Existing methods to detect loci associated with the multifactorial disease are not optimized for southern African ancestral groups and innovative approaches are urgently needed to study lethal communicable diseases such as TB, as well as non-communicable diseases such as cardio-metabolic diseases and type 2 diabetes in Africa. This entails the systematic development of best practises for ancestry inference, imputation and association studies. The establishment of a publicly available southern African-specific consensus reference genome is required to capture novel genetic variants and to maximize imputation for southern African populations. This will benefit future genetic studies involving complex diseases and traits by capturing rare variants previously lost due to a lack of publicly available data. Admixture mapping studies will continue to be inconclusive for populations from Southern Africa if no reference panels are available to represent proxy ancestral populations contributing to their genomes. The accuracy of the local ancestry calls for southern African individuals could also be decreased if population-specific recombination maps are not available. This will, in turn, affect the accuracy of admixture mapping studies that make use of LAI.

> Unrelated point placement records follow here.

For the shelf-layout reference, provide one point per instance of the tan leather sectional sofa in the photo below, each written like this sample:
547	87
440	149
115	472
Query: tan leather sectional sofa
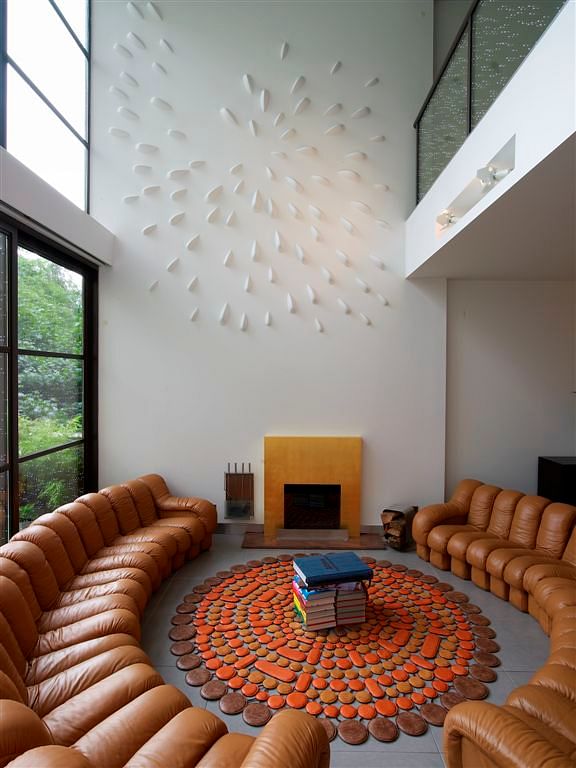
522	548
76	689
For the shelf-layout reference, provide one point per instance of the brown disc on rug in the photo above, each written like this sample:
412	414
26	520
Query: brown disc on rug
240	568
483	631
193	598
189	661
256	714
412	724
470	608
482	673
433	714
451	698
180	649
487	645
181	619
213	689
486	659
197	677
479	620
329	727
383	729
470	688
352	732
456	597
232	703
182	633
186	608
426	579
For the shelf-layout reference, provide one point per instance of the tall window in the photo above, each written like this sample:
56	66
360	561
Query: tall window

Conducting genetic studies on admixed southern African populations, with varying ancestral contributions, could also be beneficial for genetic studies of communicable and non-communicable diseases not mentioned in this review. Without a proper representative reference genome and methodologies to analyse complex admixed southern African genomes, genomic medicine will never benefit these individuals in contrast to those of European descent. For southern African countries and ethnicities to benefit from large-scale GWAS, as most European countries have, disease variants associated with southern African-specific diseases have to be identified. This will allow precision medicine and polygenic risk scores to be implemented. Although several consortiums contributed immensely to the development and training of African genetic researchers to include more diverse populations that have traditionally been underrepresented, global collaboration is still essential to increase the genetic representation of southern African populations.